One of the better lists, I've had the *pleasure* to read. My own list petered out at 21.
Myspace is so 2005.
That reminds me, need to return I, Clavdivs to Netflix to get the next three episodes.
Saw a production of Mac, er, the Scottish play recently.
At the end of Act I, Satan ravished Lady Mac as she knelt, undulating and open-thighed, beneath a giant neon pentagram. And one of the Scottish guys was black, and everybody had guns, and there were helicopters.
Whatever!
"...whilst holding a flagon of Meade."
Whut, no tag? Where's the loue? Wench!
(Kydding!)
And if casting it in 16th Century idiom doesn't demonstrate the vapidity of much of the internet (and damn near all of MySpace), then I don't know what will.
As an aside: I wonder what a similar list from Samuel Taylor Coleridge would read like... then again, given that I'd have to choose between his opium high and low phases, maybe that's not such a good thing to wonder about... :-S
We need twenty five random things from Sir Archy.
Tibore: Your 'aside' is exactly the reason why we don't need a Coleridge page.
I am amused by Geoffrey Chaucer Hath An Extreme Blog. While it's not had anything new since last fall--political commentary, perhaps?--it's smartly done. If you don't like Middle English, though, you might not be as amused as I.
" John Burgess said...
I am amused by Geoffrey Chaucer Hath An Extreme Blog."
(*Runs over to check it out*)
"Yn how manye dayes doth an Archibshop earne thyn yeerlye wage?
Fynde Ovt.
To try the Prelate paye calculator todaye.
The resultes shal astovnd thee!"
Oh, Holy Jesus, that killed me! ROTFLMAO!
I think the actual blog itself is a bit more than I can handle. I'm okay with a few posts from Sir Archy here - those I love reading - but a continuous torrent of Chaucerian-like "blogging"? That's just a taaaaad to much for me.
You can read Coleridge's lists of 25 random things a day in his Notebooks, a massive effort by Kathleen Coburn.
It seems to be mostly out of print.
Unfortunately an effort mostly written before electronic media, with heroic but alas still inadequate indexing.
Did English swap u and v? I don't happen to know.

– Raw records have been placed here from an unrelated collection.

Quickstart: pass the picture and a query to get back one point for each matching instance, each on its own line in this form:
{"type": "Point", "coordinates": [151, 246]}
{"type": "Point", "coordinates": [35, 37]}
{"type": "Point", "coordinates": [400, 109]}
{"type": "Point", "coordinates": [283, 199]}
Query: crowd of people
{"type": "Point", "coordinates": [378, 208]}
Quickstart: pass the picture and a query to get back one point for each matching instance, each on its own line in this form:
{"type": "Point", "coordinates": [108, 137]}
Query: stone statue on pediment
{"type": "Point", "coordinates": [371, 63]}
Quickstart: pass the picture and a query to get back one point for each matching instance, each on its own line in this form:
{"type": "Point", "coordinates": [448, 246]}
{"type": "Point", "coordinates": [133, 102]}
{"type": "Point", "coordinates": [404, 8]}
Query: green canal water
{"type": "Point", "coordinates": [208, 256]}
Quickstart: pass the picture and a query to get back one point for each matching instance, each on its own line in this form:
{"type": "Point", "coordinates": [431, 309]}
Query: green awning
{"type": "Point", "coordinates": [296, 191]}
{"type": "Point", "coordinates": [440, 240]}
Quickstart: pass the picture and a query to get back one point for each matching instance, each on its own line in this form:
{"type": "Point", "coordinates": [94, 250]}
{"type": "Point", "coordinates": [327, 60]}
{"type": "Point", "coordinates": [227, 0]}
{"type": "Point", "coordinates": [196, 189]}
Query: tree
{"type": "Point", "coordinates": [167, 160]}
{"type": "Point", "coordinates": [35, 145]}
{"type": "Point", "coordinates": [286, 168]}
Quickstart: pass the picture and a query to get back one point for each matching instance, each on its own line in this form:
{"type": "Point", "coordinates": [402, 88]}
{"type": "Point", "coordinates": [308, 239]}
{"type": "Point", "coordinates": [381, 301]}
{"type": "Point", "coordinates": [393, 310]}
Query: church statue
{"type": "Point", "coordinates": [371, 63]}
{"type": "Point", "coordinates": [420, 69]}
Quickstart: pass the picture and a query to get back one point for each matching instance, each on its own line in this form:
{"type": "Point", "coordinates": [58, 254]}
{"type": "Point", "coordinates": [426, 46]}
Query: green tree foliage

Latin used u for both lower case u and v, and V for upper case u and v; at least the Oxford Latin Dictionary does.
The only other being I know of that swaps out the U for a V is the lead singer for the death metal band Behemoth. I forget his name. I can look it up, but I'm to lazy right now. Either way, I think it looks stupid.
Stone carvers prefer V to U. They call two U's a double U and make it W. Makes sense.